Os apostadores estão dando 14% de chance de que Kelp “socialize as perdas” ou implemente um mecanismo que force os detentores de rsETH no Ethereum, que não foi atingido, a compartilhar a dor dos usuários em outras redes.
Os invasores drenaram cerca de 116.500 rsETH de uma ponte alimentada por LayerZero que mantinha as reservas que sustentavam o token em mais de 20 blockchains. Isso deixou partes do sistema sem garantia, com alguns detentores efetivamente possuindo tokens que não são mais totalmente respaldados pelo Ether (ETH).
“Socializar as perdas” significaria que Kelp redistribuiria o déficit entre todos os detentores de rsETH, incluindo aqueles na rede principal Ethereum, em vez de deixar as perdas concentradas entre usuários e protocolos vinculados à ponte comprometida.
O precedente mais citado dessa abordagem ocorreu em 2016, quando a Bitfinex impôs perdas a todos os usuários após um hack de US$ 60 milhões, efetivamente mutualizando o golpe para evitar o fechamento.
Mais recentemente, as bolsas de derivados têm utilizado variações do conceito através da auto-desalavancagem (ADL), em que as posições lucrativas são reduzidas à força para cobrir perdas quando os fundos de seguros se esgotam.
Durante o flash crash de outubro, mecanismos ADL foram acionados em alguns locais, fechando até mesmo posições neutras para o mercado e deixando os traders expostos. Estas medidas são raras e controversas, mas têm sido utilizadas como último recurso para estabilizar sistemas sob tensão.

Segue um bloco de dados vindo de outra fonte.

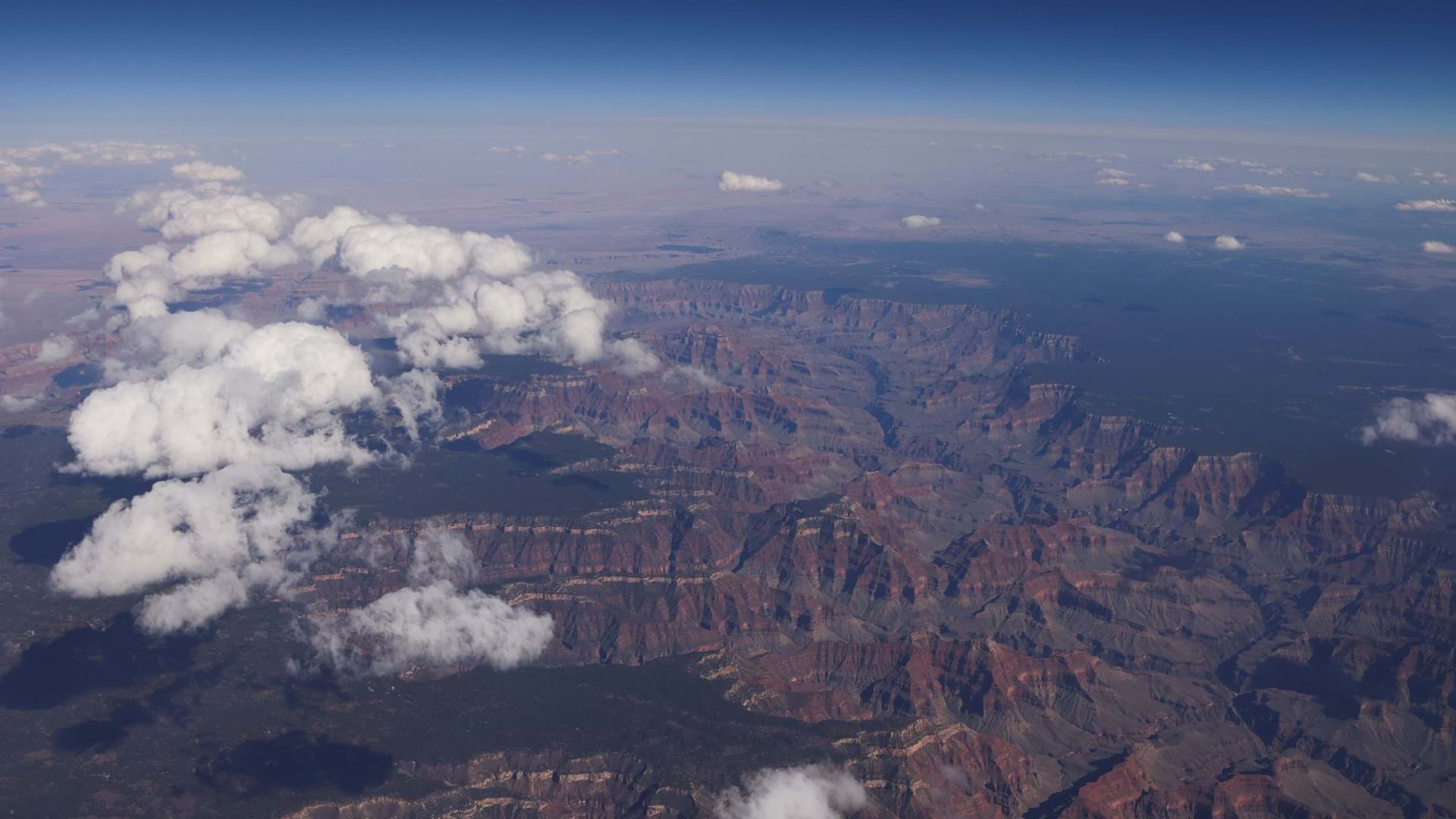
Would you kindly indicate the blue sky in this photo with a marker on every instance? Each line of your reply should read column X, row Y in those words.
column 215, row 67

A situação de Kelp é mais complexa. A exploração drenou a reserva que apoia o rsETH em mais de 20 cadeias, deixando as perdas fragmentadas em diferentes grupos de usuários e plataformas.

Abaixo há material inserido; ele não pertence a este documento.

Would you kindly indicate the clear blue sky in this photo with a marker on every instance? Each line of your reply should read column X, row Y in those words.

Os detentores das redes afetadas enfrentam dificuldades de apoio, enquanto outros permanecem relativamente isolados. Qualquer tentativa de equalizar as perdas exigiria coordenação entre as cadeias, uma contabilização clara das responsabilidades e uma vontade de impor perdas aos utilizadores que podem não se considerar afetados.
Isto torna difícil uma redistribuição limpa e abrangente de todo o sistema, tanto técnica como politicamente, o que pode explicar por que os comerciantes do Polimercado estão a abordar a questão com cepticismo.